SNMP Ingestion: If data being ingested is SNMP Trap or via SNMP polling, then data in transit that cannot be pushed to Platform stack due to failure is persisted on local filesystem on the Collector stack. When connection to platform stack is re-established, data from persisted filesystem is read and pushed first and eventually services catch up to real-time ingested data.
Everything else: All other data being pushed to Collector stack is buffered in RAM for transient failures but only for very short periods. How much data is lost is dependent on the rate of incoming ingestion data.

Platform Stack Redundancy

Services in Platform stack are both stateless as well as stateful, and hence, require state to be persisted. In addition, ingestion data that is enriched by the pipeline is also saved in the Platform stack, and hence high availability of Platform services and data are highly dependent on both resource constraints and deployment models.

Data Availability

Irrespective of the deployment model, data availability is primarily dependent on underlying storage infrastructure. In cloud environments, Platform stack uses the storage service, such as AWS S3, offered for data availability. In on-premise deployments, Platform stack requires underlying storage infrastructure, such as NFS, to provide data availability. Service availability is explained in the next section but service failures have no impact on data availability as services that are impacted dynamically move to remaining nodes that also have access to underlying data.

Service Availability

There are two deployment models to consider for service availability: Primary-DR and N-Factor. Both models provide different levels of redundancy and must be chosen based on the SLA requirement.

1. Primary and Disaster Recovery

In this Primary-DR model, 100% high-availability is provided for both services and data. All resources are allocated for two different stacks. Both stacks run independent of each other and share no resources. Moreover, two stacks are deployed in different fault domains or availability zones.

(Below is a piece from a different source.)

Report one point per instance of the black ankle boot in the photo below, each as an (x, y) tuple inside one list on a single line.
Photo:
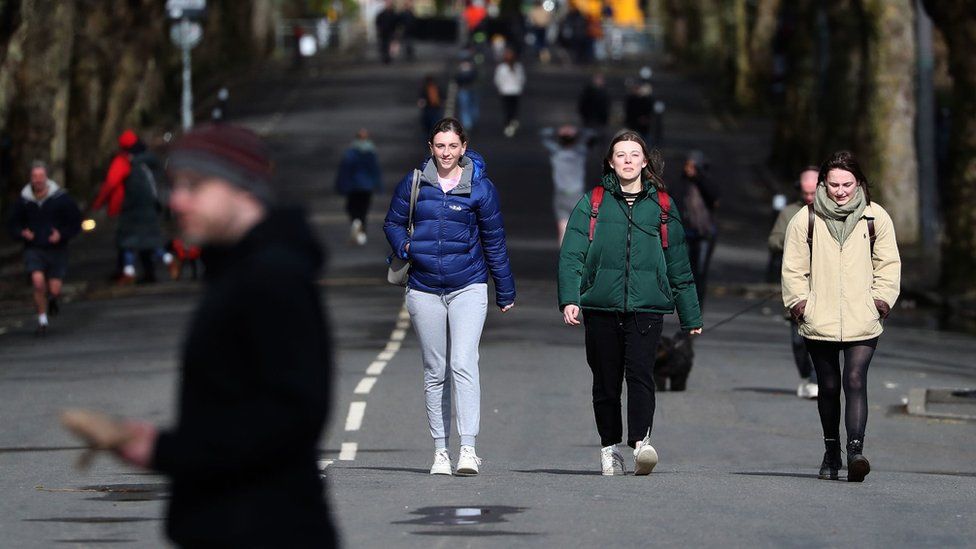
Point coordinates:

Out of the two stacks, one is designated as Primary and the other is designated as DR (Disaster Recovery). The Primary stack is responsible for Presentation functionality as mentioned in Overview section. All outbound interaction from Augtera occurs only on Primary stack. For example, ticket creation in ServiceNow will be done only from Primary stack. DR is always ready for failover to assume the role of primary. When a failure occurs that can impact the Primary stack to lose any critical functionality, Augtera provides a one-click operation to transition the DR stack to assume the role of primary, and thereby, providing full redundancy across all data and services.

2. N-Factor Redundancy

In N-Factor model, required resources are supplemented by a factor N for achieving the desired redundancy. For example, if 50% more nodes than minimum required are allocated, then approximately 50% redundancy is achieved. The orchestration of services across available resources is done in a way to optimize the availability of critical services and data. To precisely calculate how much redundancy exists in a deployment with less than twice the required resources is much more complex as all individual resources and their failure impact across storage, compute, memory and network need to be evaluated. It is critical to define SLA requirements that define how many and what kind of failures need to be handled for providing availability of critical services and data. For example, an on-premise deployment with ten nodes can be orchestrated in way to allow critical services to always be functional for up to two node failures, thereby, providing 20% redundancy for node failures. With more than two node failures, service degradation can occur.